45: Moods, Vol. 5. “Lullaby In Rhythm,” “There’ll Never Be Another You” b/w “All the Things You Are,” “Moonlight In Vermont” by Marian McPartland. Savoy XP 8108. Recorded in New York City, 12/22/52 (Side B) and 4/27/53 (Side A).

Image courtesy of The Rodgers & Hammerstein Archive of Recorded Sound.

Image courtesy of The Rodgers & Hammerstein Archive of Recorded Sound.

Born in a small town in Southeastern England in 1918, Marian McPartland started playing piano at the age of three. She was encouraged to learn the violin at the age of eight—perhaps because her parents weren’t thrilled about her love of Jazz and they hadn’t heard of jazz violinist Joe Venuti—but she continued to spend all of her free time at the keys. Marian studied classical music at the Guildhall School of Music and Drama, but quit in 1938 to join a four piano vaudeville act run by Billy Mayerl.

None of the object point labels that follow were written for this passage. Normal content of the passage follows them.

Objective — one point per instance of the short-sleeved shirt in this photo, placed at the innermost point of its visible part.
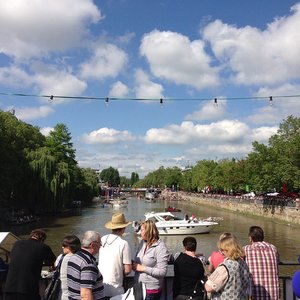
(262, 259)
(216, 258)
(83, 272)
(114, 254)
(188, 276)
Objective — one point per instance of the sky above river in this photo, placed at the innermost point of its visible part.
(143, 84)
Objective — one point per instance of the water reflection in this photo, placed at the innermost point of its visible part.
(284, 237)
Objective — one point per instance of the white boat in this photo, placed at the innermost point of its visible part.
(119, 203)
(169, 224)
(149, 196)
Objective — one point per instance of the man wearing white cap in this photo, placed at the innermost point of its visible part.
(115, 256)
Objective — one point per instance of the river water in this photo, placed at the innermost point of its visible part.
(284, 237)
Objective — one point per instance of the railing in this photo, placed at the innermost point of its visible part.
(285, 282)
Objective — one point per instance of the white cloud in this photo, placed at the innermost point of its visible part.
(219, 132)
(33, 113)
(107, 136)
(281, 106)
(209, 110)
(145, 88)
(107, 61)
(15, 76)
(53, 81)
(44, 79)
(32, 28)
(46, 130)
(173, 57)
(262, 134)
(255, 56)
(118, 90)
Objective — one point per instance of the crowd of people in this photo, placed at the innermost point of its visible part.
(95, 267)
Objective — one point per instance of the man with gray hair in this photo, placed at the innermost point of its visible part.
(84, 278)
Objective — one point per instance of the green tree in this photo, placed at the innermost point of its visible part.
(134, 178)
(111, 176)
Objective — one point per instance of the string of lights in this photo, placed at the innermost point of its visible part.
(161, 100)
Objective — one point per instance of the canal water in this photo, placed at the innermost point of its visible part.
(284, 237)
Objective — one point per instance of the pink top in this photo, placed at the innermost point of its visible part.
(216, 258)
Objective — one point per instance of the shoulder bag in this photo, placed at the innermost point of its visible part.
(53, 289)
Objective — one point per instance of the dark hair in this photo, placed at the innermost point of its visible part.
(38, 234)
(256, 233)
(72, 242)
(189, 243)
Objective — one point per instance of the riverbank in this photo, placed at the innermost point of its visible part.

The piano quartet was a hit and continued to perform over the course of the war, entertaining both British and American troops, courtesy of the USO. She met her husband, cornetist Jimmy McPartland, in a show in Belgium in 1944. They were soon wed, and moved to Jimmy’s native Chicago. Marion continued to play, and the couple’s move to New York City in 1949 would soon prove to be a good career choice. Jimmy encouraged Marian to form her own trio, which played at clubs like The Embers and Hickory House. A recording contract with Savoy Records came in 1951.

This extended play 45 shows Marian at a bit of a crossroads, at least in terms of personnel. “Moonlight In Vermont” features the rhythm section of Eddie Safranski (bass) and Don Lamond (drums). 

Able accompaniment for a lovely, understated melody from McPartland. Four months later, she was back in the studio, but this time with Bob Carter on bass and Joe Morello on drums.

Granted, “There’ll Never Be Another You” is inherently more lively than “Moonlight In Vermont,” but the improvement is clear—the interplay between Carter and Morello is more fluid, more inventive. McPartland was especially taken with the playing of Morello, who had just moved to New York City a few months before. Her first impression: “He played with a loose, easy feeling interspersed with subtle flashes of humor reminiscent of the late Sid Catlett. Everyone knew that here was a discovery.”

Here’s another tasty McPartland/Morello collaboration, this time from her 1956 album After Dark, on Capitol Records—”I Could Write a Book.”

Marian was not afraid to try something new if she felt like it. 1963’s Bossa Nova and Soul saw her playing a Wurlitzer Electric Piano on a couple of numbers, including this take on “Love For Sale.”

The following year saw the debut of McPartland’s program on New York radio station WBAI, which gave her a forum for conversation and duets with other musicians. It would eventually become NPR’s Piano Jazz, which ran from 1978-2011. Here’s a 1984 recording with Dave Brubeck; presumably, Marian had forgiven Dave for luring Joe Morello away from her.

In 2005, she had Steely Dan on the show, and sat in for this soulful version of “Hesitation Blues.”

Just before turning 90, Marian had written and staged a production of her opera based on the life of environmentalist Rachel Carson. She was still going strong on the radio, too—many episodes were released as albums—and still recording her own music. Here’s the title track from her album “Twilight World.”

Marian MacPartland was known for her musical dexterity, taste, and ingenuity. She was also known for introducing listeners to a myriad of artists that they might not have otherwise heard, and for that, we owe her a great debt. She died last August, at the age of 95.